Elle ne le supporte pas. Elle ne peut pas le supporter. Et elle sait pertinemment que le simple fait de concevoir ce genre d’énormités accentue la pente fatale qu’elle dévale depuis quelque temps, mais c’est plus fort qu’elle. Son esprit abruti par la fatigue et la frayeur ne mouline plus qu’une seule pensée : les sandersoniens tiennent son père.

Et si c’était elle, le problème ? Kas n’a pas évoqué Camille quand il a chaudement suggéré à sa stagiaire de s’occuper de ses fesses. Est-ce qu’ils ont tenté de faire pression sur Frankie en kidnappant son camarade ? En menaçant maintenant son père ? Parce que c’est elle, seulement elle, qui s’entête à vouloir percer leurs secrets ?

— Papa, écoute-moi, dit-elle d’une voix dont elle ne peut ni ne veut maîtriser les tremblements.

S’il entend sa détresse, il la prendra au sérieux.

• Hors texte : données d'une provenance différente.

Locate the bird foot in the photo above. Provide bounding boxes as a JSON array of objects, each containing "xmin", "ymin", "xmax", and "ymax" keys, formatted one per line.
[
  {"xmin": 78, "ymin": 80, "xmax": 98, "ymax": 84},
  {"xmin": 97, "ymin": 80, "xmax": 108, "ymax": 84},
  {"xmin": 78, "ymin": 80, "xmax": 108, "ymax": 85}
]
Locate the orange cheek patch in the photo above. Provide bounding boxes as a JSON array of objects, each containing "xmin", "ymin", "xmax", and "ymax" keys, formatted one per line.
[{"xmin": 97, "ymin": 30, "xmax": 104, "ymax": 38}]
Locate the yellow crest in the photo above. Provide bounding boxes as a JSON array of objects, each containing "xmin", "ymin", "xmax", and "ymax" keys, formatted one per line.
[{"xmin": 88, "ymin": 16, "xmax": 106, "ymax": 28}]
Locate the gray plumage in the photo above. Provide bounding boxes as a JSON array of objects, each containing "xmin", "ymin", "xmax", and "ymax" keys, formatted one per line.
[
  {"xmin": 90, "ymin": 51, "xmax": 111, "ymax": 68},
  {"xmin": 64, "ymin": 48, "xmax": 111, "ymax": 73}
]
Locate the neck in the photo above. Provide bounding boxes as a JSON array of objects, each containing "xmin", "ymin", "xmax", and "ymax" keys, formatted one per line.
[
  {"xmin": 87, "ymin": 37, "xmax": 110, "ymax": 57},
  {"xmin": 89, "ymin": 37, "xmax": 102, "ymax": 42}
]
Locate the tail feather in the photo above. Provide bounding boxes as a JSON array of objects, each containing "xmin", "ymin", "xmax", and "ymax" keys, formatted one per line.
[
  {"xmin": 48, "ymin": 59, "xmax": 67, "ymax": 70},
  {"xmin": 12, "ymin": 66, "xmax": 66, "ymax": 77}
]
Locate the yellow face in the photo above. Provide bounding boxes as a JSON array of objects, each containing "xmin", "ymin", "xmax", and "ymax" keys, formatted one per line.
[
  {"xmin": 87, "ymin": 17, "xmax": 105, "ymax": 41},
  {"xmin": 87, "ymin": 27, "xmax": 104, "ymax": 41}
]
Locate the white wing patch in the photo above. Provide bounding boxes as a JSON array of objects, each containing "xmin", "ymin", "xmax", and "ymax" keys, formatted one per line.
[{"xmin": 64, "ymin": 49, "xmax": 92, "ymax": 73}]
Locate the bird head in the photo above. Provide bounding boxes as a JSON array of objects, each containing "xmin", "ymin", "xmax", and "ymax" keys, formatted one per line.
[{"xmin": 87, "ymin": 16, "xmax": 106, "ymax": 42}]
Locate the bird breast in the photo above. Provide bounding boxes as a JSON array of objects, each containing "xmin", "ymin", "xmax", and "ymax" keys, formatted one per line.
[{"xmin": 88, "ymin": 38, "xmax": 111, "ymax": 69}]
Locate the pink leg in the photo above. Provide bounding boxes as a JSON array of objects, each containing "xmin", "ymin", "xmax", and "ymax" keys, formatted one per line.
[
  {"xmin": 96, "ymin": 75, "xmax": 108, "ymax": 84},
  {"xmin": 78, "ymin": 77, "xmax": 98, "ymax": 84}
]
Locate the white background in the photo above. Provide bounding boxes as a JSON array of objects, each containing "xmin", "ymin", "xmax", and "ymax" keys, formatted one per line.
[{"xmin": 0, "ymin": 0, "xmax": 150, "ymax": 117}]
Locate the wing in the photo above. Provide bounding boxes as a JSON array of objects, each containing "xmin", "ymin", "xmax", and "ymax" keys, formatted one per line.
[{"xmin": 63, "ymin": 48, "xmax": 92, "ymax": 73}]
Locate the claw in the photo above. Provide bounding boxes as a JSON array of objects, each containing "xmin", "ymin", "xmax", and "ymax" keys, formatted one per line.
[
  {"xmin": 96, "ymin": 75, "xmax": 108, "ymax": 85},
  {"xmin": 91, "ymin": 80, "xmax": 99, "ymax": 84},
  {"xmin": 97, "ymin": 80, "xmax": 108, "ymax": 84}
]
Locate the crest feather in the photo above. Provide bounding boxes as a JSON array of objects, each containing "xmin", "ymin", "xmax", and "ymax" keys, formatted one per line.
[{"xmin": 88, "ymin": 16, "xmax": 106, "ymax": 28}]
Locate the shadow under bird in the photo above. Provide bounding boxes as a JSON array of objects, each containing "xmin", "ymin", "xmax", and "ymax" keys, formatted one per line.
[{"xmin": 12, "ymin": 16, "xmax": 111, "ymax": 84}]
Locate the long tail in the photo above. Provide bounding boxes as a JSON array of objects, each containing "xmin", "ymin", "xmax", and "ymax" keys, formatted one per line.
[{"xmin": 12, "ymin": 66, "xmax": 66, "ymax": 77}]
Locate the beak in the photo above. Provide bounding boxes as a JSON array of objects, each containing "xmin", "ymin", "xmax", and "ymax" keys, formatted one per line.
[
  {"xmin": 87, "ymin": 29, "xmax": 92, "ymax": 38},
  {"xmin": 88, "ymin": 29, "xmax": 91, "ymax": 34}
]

— Dis-leur que je suis à Grenoble, puis prétexte un truc, n’importe quoi. Fous-les dehors et barre-toi.

— Frankie…

— Papa ! Fais ce que je te dis ! Tu fous le camp quelque part où ils pourront pas te trouver ! Pas chez Granny, ni chez tes copains du pub, t’as compris ?

— Tu me fais peur, Frankie…

— Essaye plus de me joindre à ce numéro. C’est moi qui t’appellerai. Demain.

— Frankie…

Elle raccroche, éteint le téléphone. Son demi-verre de menthe à l’eau roule dans son ventre barbouillé comme une mer en furie. Levi soutient sans ciller son regard halluciné et, finalement, ses doigts gantés se referment sur ceux de Frankie.

— Dis-moi ce qu’on doit faire, murmure-t-il. Dis-moi où on doit aller et je te suivrai.

Elle veut rentrer en Irlande, elle veut se rendre à la police, elle veut tout arrêter avant que les sandersoniens perdent patience. Son père lui manque aussi douloureusement que l’oxygène manque à un noyé et son ancien mal du pays lui fend la tête comme une rage de dents. Ce serait si simple, si confortable de renoncer.

« Mais tu as un rôle à jouer », a dit Levi. Cette fausse prophétie n’est plus aussi rassurante, aujourd’hui, pourtant elle recèle toujours un fond de vérité. Alors elle serre sa main, serre à s’en faire blanchir les jointures, serre comme si elle ne comptait plus jamais lâcher.